Appendix: Wieser's Influence on Schumpeter.
by László Csontos
Stephan Boehm, in his Introduction to Schumpeter's Beitraege zur Sozialoekonomik (Boehlau Verlag, Wien-Koeln-Graz, 1987) claims (p. 23) that Schumpeter might have been heavily influenced by the ideas of his teacher, Friedrich von Wieser. This claim is based on two citations from Wieser's opus magnum, Theorie der Gesellschaftlichen Wirtschaft.(1)
First: "In der kapitalistischen Unternehmung sind die groessen Unternehmerpersoenlichkeiten zu ihren vollen Hoehe emporgewachsen, die kuehnen technischen Neuerer, die menschenkundigen Organisatoren, die weitblickenden Bankiers, die ruecksichtslosen Spekulanten, die welterobernden Leiter der Trustverbaende" (p. 354 in the first German edition). The English version of this statement is this. "In capitalistic enterprise the great personalities of entrepreneurs have risen to their full stature: bold technical innovators, organizers with a keen knowledge of human nature, farsighted bankiers, reckless speculators, the world-conquering directors of the trusts" (p.327 in the English translation). Secondly: "Die Summe aller Wirkung zusammengenommen, hat aber die Grossunternehmung die Unternehmerstellung zersetzt und sie wird sie ... noch weiter zersetzen" (ibid). The English version of this statement is the following. "However, considering all the effects of mammoth enterprise, it is safe to say that it has encroached upon the influence of the entrepreneur and that it is destined to do so still further ..." (op. cit., p. 327). In Boehm's view, this proposition is nothing but the thesis on the obsolescence of the entrepreneur. (Cf. p. 24 of his Introduction, op. cit.)

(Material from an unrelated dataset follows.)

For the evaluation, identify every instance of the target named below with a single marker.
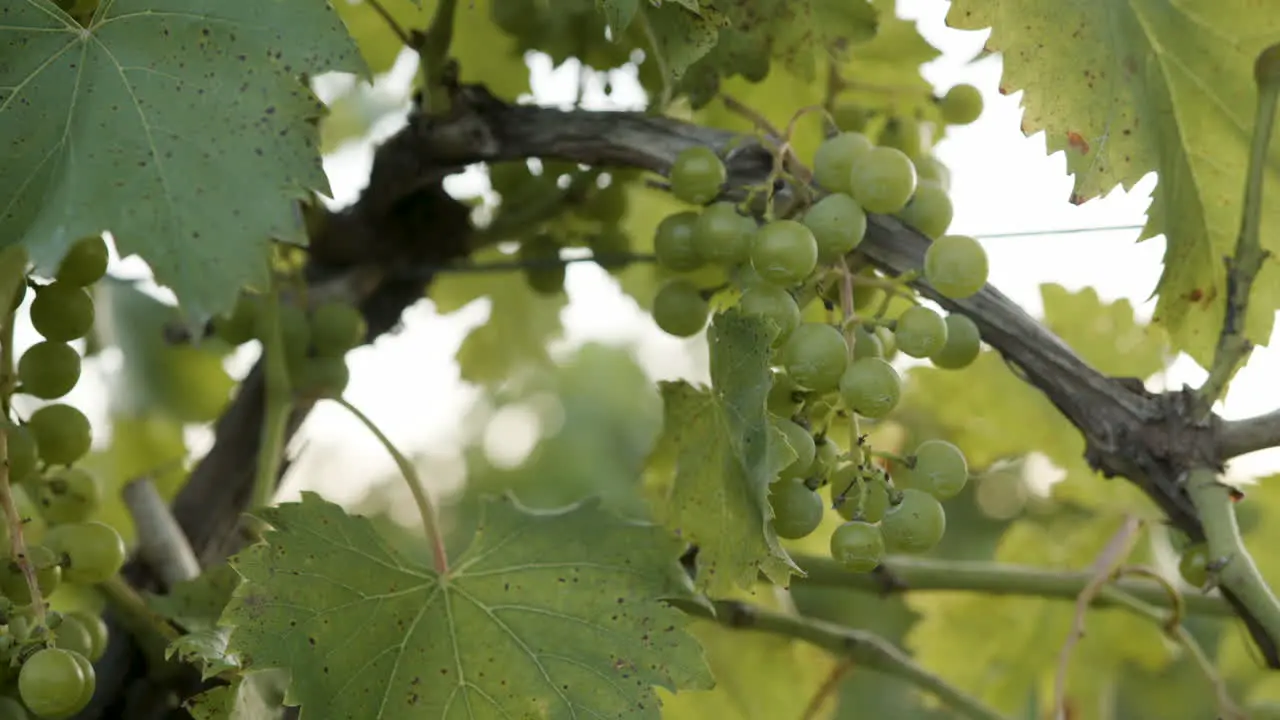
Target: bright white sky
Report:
(1002, 183)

Boehm's claim, however, has to be rejected for the following reasons. First, Schumpeter's Theory of Economic Development was first published in 1912, that is, two years before the publication of Wieser's work. Although this fact in itself does not exclude the possibility of Schumpeter's being influenced by Wieser, this claim clearly cannot be based on citations taken from Wieser's book. Secondly, and more importantly, there is a basic difference between Wieser's and Schumpeter's version of the thesis on the obsolescence of the entrepreneur. Wieser's argument is best captured by the following passage from his book.

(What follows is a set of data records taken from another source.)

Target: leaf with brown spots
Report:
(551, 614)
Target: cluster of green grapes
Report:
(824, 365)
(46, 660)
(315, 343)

In later periods when the opportunities for capitalistic enterprise have been discovered and seized upon to a great extent, the established enterprise provided with a large capital obtains a supremacy against which the gifts of the new-comer cannot easily prevail. Then too the problems of leadership are simpler. Actions are taken according to rules which experience has already established with tolerable definiteness. There has also arisen a new class, a well-trained personnel; schooled in the new methods, they are ready to aid the entrepreneur in his problems of leadership at a wage-rate by no means exorbitant. In the end the prospects of profit for even the older established enterprises will become less favorable. The organization of the workers and their compulsory insurance has even now increased the costs of operation in many localities. The abundance of accumulated capital will ultimately assert itself by crowding all opportunities for business enterprise; the increased competition will force upward the prices of cost goods.(Theory of Social Economy, p. 357.)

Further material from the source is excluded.